Ese estado de excepción no durará mucho. Mediante el delirio nos independizamos de la moralidad y de la lógica de corrección en términos políticos, pero hasta Breton entendía que no se puede transigir siempre frente a la posibilidad de los hermosos sacrilegios: la labor de la obscenidad es precisamente sustentar la estabilidad del sistema. La metáfora de la válvula de escape aplicada a Tijuana, de más está decirlo, le es insuficiente. No es así de simple: Tijuana no es el lugar de lo prohibido donde la gente va a hacer cosas que no se atreve en otro lado. Pero su velocidad particular es tan extraña que me desfaso más y más, lo que aunado a la sensación de que no debería estar aquí, de lo inesperado y dudoso de la invitación para hacer este viaje, hacen, por así decirlo, que mi conciencia camine como una tenue sombra de mi cuerpo casi maquinal. No quiero bailar pero no hay donde sentarse. Veo siempre a las multitudes como un accidente, un flujo; una multitud así de autoconsciente en su ser-multitud me abruma, aquí, en el DF y probablemente también en China. Me quedo dormido a ratos, moviéndome torpemente sobre la pista, mientras la cerveza gana temperatura en la mano y escucho cada vez con mayor dificultad la poca plática que los demás le hacen a un yo tan aburrido como el mío.

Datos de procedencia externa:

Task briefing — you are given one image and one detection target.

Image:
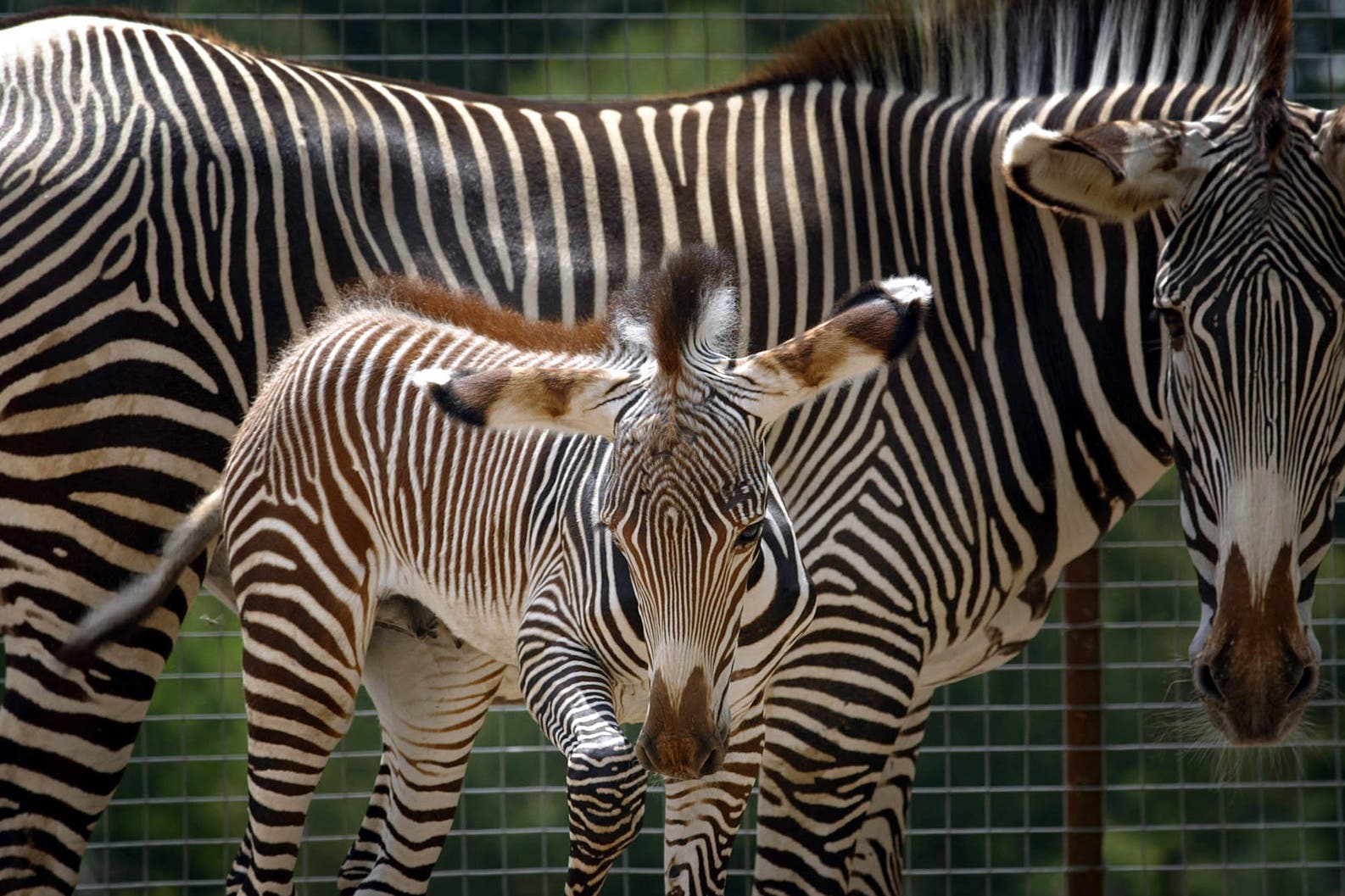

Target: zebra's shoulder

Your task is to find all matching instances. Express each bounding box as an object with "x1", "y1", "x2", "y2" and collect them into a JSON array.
[
  {"x1": 325, "y1": 275, "x2": 612, "y2": 355},
  {"x1": 0, "y1": 7, "x2": 241, "y2": 50}
]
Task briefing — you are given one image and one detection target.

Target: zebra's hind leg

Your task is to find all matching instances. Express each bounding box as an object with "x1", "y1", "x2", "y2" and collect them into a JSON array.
[
  {"x1": 663, "y1": 699, "x2": 765, "y2": 896},
  {"x1": 849, "y1": 692, "x2": 932, "y2": 896},
  {"x1": 226, "y1": 586, "x2": 369, "y2": 896},
  {"x1": 518, "y1": 593, "x2": 648, "y2": 896},
  {"x1": 340, "y1": 610, "x2": 505, "y2": 893}
]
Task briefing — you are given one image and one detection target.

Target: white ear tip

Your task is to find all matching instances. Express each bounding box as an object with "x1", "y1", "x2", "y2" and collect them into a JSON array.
[
  {"x1": 1003, "y1": 121, "x2": 1060, "y2": 165},
  {"x1": 879, "y1": 275, "x2": 934, "y2": 308},
  {"x1": 410, "y1": 367, "x2": 453, "y2": 389}
]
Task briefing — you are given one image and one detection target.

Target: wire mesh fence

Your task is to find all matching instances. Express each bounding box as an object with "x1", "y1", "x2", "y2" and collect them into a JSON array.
[{"x1": 0, "y1": 0, "x2": 1345, "y2": 896}]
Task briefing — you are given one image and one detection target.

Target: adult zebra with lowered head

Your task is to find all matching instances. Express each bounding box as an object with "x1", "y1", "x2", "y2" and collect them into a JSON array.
[{"x1": 0, "y1": 0, "x2": 1345, "y2": 893}]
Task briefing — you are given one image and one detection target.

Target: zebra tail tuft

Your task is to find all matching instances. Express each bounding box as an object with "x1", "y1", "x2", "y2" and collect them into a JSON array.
[{"x1": 57, "y1": 488, "x2": 223, "y2": 669}]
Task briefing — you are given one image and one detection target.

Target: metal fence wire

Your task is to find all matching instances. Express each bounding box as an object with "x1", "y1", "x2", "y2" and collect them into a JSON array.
[{"x1": 0, "y1": 0, "x2": 1345, "y2": 896}]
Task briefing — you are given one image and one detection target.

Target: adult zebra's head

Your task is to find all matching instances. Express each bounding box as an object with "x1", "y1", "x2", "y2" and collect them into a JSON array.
[
  {"x1": 1005, "y1": 89, "x2": 1345, "y2": 744},
  {"x1": 419, "y1": 248, "x2": 929, "y2": 777}
]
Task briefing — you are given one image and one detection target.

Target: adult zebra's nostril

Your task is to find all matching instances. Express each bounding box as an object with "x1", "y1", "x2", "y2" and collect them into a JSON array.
[
  {"x1": 1288, "y1": 663, "x2": 1317, "y2": 704},
  {"x1": 1196, "y1": 663, "x2": 1224, "y2": 705}
]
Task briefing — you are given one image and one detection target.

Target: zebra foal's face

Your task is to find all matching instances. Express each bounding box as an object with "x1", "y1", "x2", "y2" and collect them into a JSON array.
[
  {"x1": 422, "y1": 249, "x2": 929, "y2": 777},
  {"x1": 1005, "y1": 92, "x2": 1345, "y2": 744}
]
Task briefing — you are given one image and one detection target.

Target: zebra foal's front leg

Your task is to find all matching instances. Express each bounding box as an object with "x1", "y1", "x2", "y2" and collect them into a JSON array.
[
  {"x1": 339, "y1": 610, "x2": 505, "y2": 893},
  {"x1": 663, "y1": 699, "x2": 765, "y2": 896},
  {"x1": 518, "y1": 598, "x2": 648, "y2": 896},
  {"x1": 753, "y1": 608, "x2": 924, "y2": 896}
]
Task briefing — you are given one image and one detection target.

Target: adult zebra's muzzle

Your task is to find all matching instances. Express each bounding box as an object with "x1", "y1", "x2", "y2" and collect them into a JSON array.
[
  {"x1": 635, "y1": 667, "x2": 729, "y2": 779},
  {"x1": 1192, "y1": 543, "x2": 1320, "y2": 745}
]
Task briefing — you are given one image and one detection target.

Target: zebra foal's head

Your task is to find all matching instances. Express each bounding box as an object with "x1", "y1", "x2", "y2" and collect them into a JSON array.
[
  {"x1": 422, "y1": 248, "x2": 929, "y2": 777},
  {"x1": 1005, "y1": 89, "x2": 1345, "y2": 744}
]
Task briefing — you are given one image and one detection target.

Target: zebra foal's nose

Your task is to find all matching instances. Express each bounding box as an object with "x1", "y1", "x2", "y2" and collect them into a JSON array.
[
  {"x1": 1192, "y1": 543, "x2": 1320, "y2": 744},
  {"x1": 635, "y1": 669, "x2": 729, "y2": 779}
]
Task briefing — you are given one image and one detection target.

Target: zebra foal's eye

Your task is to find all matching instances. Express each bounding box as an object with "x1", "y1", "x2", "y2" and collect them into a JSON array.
[
  {"x1": 733, "y1": 520, "x2": 765, "y2": 548},
  {"x1": 1154, "y1": 308, "x2": 1186, "y2": 351}
]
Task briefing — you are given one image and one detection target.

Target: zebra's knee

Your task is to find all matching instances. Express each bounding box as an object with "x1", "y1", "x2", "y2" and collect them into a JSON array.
[{"x1": 565, "y1": 737, "x2": 648, "y2": 861}]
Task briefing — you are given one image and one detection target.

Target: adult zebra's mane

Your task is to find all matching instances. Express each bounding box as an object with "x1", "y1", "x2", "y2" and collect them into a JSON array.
[{"x1": 742, "y1": 0, "x2": 1292, "y2": 98}]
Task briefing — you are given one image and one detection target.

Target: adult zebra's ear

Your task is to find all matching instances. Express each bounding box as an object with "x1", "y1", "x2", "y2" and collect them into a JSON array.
[
  {"x1": 411, "y1": 367, "x2": 636, "y2": 438},
  {"x1": 728, "y1": 277, "x2": 934, "y2": 422},
  {"x1": 1313, "y1": 106, "x2": 1345, "y2": 192},
  {"x1": 1003, "y1": 121, "x2": 1212, "y2": 220}
]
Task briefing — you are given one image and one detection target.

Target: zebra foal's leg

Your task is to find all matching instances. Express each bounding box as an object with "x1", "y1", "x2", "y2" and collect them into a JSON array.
[
  {"x1": 226, "y1": 576, "x2": 370, "y2": 896},
  {"x1": 340, "y1": 610, "x2": 505, "y2": 893},
  {"x1": 518, "y1": 594, "x2": 648, "y2": 896},
  {"x1": 849, "y1": 692, "x2": 932, "y2": 896},
  {"x1": 663, "y1": 699, "x2": 765, "y2": 896},
  {"x1": 755, "y1": 610, "x2": 923, "y2": 896}
]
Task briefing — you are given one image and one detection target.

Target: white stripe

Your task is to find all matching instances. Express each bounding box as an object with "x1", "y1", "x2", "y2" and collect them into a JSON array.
[{"x1": 555, "y1": 110, "x2": 607, "y2": 317}]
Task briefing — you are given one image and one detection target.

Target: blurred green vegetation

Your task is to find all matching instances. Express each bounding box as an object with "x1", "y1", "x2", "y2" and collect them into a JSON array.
[{"x1": 0, "y1": 0, "x2": 1345, "y2": 896}]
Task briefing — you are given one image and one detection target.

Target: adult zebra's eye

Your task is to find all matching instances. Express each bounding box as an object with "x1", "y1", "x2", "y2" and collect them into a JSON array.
[
  {"x1": 733, "y1": 520, "x2": 765, "y2": 548},
  {"x1": 1154, "y1": 308, "x2": 1186, "y2": 351}
]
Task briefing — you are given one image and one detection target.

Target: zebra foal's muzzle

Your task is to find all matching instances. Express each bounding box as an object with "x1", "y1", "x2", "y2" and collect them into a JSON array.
[{"x1": 635, "y1": 667, "x2": 729, "y2": 781}]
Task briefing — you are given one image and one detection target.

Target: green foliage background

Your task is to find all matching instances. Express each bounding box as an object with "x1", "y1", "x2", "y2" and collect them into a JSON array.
[{"x1": 0, "y1": 0, "x2": 1345, "y2": 896}]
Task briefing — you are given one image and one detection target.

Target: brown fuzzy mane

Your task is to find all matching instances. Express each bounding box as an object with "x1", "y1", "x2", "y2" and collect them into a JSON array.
[
  {"x1": 612, "y1": 245, "x2": 739, "y2": 378},
  {"x1": 739, "y1": 0, "x2": 1292, "y2": 97},
  {"x1": 360, "y1": 275, "x2": 612, "y2": 353}
]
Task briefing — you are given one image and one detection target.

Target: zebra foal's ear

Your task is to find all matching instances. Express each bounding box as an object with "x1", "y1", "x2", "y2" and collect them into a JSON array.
[
  {"x1": 411, "y1": 367, "x2": 635, "y2": 438},
  {"x1": 730, "y1": 277, "x2": 934, "y2": 422},
  {"x1": 1313, "y1": 106, "x2": 1345, "y2": 191},
  {"x1": 1003, "y1": 121, "x2": 1210, "y2": 220}
]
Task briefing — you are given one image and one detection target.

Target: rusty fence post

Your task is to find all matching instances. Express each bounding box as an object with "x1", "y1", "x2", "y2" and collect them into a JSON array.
[{"x1": 1060, "y1": 548, "x2": 1106, "y2": 896}]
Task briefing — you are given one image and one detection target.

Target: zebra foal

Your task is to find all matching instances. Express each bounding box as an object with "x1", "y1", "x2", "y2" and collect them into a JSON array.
[{"x1": 67, "y1": 248, "x2": 929, "y2": 893}]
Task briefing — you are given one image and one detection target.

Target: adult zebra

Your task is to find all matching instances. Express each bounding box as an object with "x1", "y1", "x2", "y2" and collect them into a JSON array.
[{"x1": 0, "y1": 0, "x2": 1345, "y2": 892}]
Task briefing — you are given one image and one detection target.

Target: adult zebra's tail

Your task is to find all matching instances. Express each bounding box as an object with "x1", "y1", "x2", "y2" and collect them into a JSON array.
[{"x1": 58, "y1": 488, "x2": 222, "y2": 666}]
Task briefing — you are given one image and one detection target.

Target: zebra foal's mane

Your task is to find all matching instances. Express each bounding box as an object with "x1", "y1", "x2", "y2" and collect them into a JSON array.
[
  {"x1": 332, "y1": 245, "x2": 739, "y2": 380},
  {"x1": 739, "y1": 0, "x2": 1292, "y2": 98}
]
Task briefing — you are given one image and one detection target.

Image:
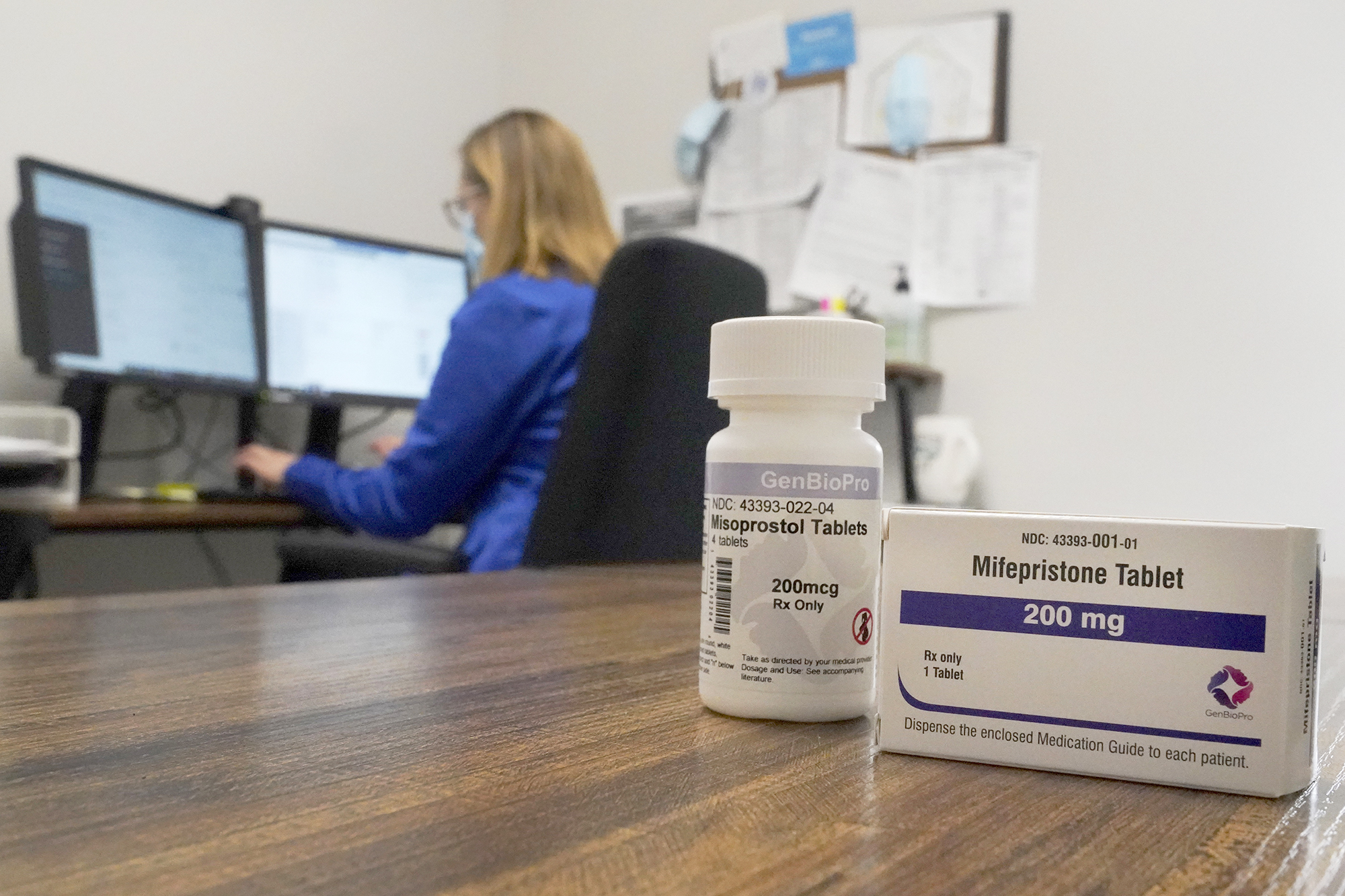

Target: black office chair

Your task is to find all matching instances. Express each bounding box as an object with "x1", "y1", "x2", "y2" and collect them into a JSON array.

Por la mañana, un pequeño estante de libros en el hostal. Encuentro The best american essays 1995, seleccionados por Jamaica Kincaid, que llevaré conmigo al DF. Dedico la mañana a leer "The necessity of poetry" de Charles Simic y a observar la frontera desde el quinto (¿sexto?) piso. Escribo "la tierra es del mismo color a ambos lados", como si se pudiera decir algo en dudosísima clave poética frente al hecho mismo del muro, de su presencia indudable. Pero no hablo desde mí entonces; no veo desde yo en esa ventana. No es yo quien escucha el puro abrir y cerrar de puertas, el hormiguero de gente que ha venido al encuentro (decir "de escritores" es exageración en algunos casos) despertando pasado el medio día y las voces apagadas colgando zumbidos de las paredes como colmenas. No sé quién es el yo que habla. Entra H.H. Me habla sobre una novelita de Jamaica Kincaid, llamada Autobiografía de mi madre. La buscaré semanas después sin éxito, pero en su lugar, Rojo me pasará un texto interesante de la universidad de Harvard donde Kincaid expone cierta radicalidad en la lectura de la lírica hip-hopera. Pero entonces estoy en el cuarto, desvelado, crudo y con muchas presentaciones y lecturas qué hacer. No me han traído por pura amabilidad, así que hay que levantarse y entrar al trajín del hostal. Me da pena hablar. Conozco a pocos.

Escribo:
Es como si hubiera olvidado todo lo que se supone que sé; como si tuviera otra vez 15 años y estuviera por afrontar otra vez la destrucción de algo como una base cuyo resultado fui en un momento yo mismo.

Y después de la primera lectura pública:

...Mavi me dijo que esperaba que leyera algo como lo del espacio escultórico. No tengo idea de qué hago aquí. Estoy en un estado de subjetividad primitiva que no motivaré con ninguna sustancia. Oportunidad privilegiada para asistir a la eclosión del yo.